Using the power of machine learning and predictive analytics, device manufacturers can also realize greater cost-efficiencies and optimize their inventory management processes.
II. 3D-printed implants and instruments
AI, together with 3D printing technology, is changing the landscape of orthopedic surgery. By combining machine learning and machine vision, 3D printers can create robust and intricate designs tailored to each patient’s anatomy and disease requirements. The AI component is what makes it efficient and more accurate. Without it, device manufacturers would have to manually model and program the 3D printer for each patient’s case.
AI predictive analytics can automatically figure out the right design and implant fit for patients based on their scans and print it out.
Hospitals and ASCs are even partnering with device manufacturers to design and print implants on-site to save time and improve efficiency.

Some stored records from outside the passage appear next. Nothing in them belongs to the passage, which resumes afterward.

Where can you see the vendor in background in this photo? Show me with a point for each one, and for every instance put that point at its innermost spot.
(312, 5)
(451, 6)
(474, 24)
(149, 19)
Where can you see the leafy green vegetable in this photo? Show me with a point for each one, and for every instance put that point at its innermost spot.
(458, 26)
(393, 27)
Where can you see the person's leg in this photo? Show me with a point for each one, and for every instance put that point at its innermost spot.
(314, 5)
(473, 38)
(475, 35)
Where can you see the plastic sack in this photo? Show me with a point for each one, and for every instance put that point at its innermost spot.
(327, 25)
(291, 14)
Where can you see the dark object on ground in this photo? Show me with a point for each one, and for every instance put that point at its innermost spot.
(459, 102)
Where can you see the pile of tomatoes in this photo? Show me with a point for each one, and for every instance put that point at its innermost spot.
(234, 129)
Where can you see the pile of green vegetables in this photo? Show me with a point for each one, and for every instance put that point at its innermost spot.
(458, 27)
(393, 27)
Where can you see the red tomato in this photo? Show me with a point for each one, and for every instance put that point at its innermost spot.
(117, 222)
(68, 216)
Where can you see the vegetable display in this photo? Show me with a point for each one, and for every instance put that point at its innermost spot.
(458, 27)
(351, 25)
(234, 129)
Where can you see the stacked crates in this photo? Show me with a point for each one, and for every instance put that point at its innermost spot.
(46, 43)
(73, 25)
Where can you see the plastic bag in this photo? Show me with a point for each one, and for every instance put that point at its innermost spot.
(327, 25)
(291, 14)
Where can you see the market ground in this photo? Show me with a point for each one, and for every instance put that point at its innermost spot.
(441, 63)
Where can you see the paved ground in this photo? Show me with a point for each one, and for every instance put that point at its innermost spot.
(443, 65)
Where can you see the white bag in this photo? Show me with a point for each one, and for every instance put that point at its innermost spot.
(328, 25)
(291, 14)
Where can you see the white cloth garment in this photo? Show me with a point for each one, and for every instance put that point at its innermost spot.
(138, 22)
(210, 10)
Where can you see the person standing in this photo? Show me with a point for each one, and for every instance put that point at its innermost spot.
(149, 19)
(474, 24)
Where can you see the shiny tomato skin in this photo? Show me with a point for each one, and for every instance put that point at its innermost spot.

Many orthopedic surgeons envision that with AI-powered 3D printing technology, even complex THA, TKA, and spine procedures can be moved to an ASC setting.
III. Augmented Reality for Orthopedics
Orthopedic surgeons at New England Baptist Hospital (NEBH) performed the first THA using Augmented Reality on March 31st, 2021. This AR technology received FDA clearance this year. This means the floodgates for using AR in orthopedics are flung open.
More hospitals and ASCs will embrace this technology for its benefits. For a THA, surgeons use X-Rays for preoperative planning and, in surgery, have a small window of visual access into a patient’s hip. But with AR, surgeons were able to bring their preoperative planning to life intraoperatively.
With minimally invasive surgeries, ASCs can improve patient outcomes and satisfaction scores and enable THAs as outpatient procedures. But the smaller incisions make it harder for surgical teams to get a good view inside the surgical exposure.
AR goggles project a patient-specific hologram that incorporates preoperative planning onto each patient’s anatomy. AR can also guide accurate acetabular cup placement in surgery. Another benefit is that surgeons can focus solely on the patient and do not have to look at a monitor to estimate their next steps during surgery.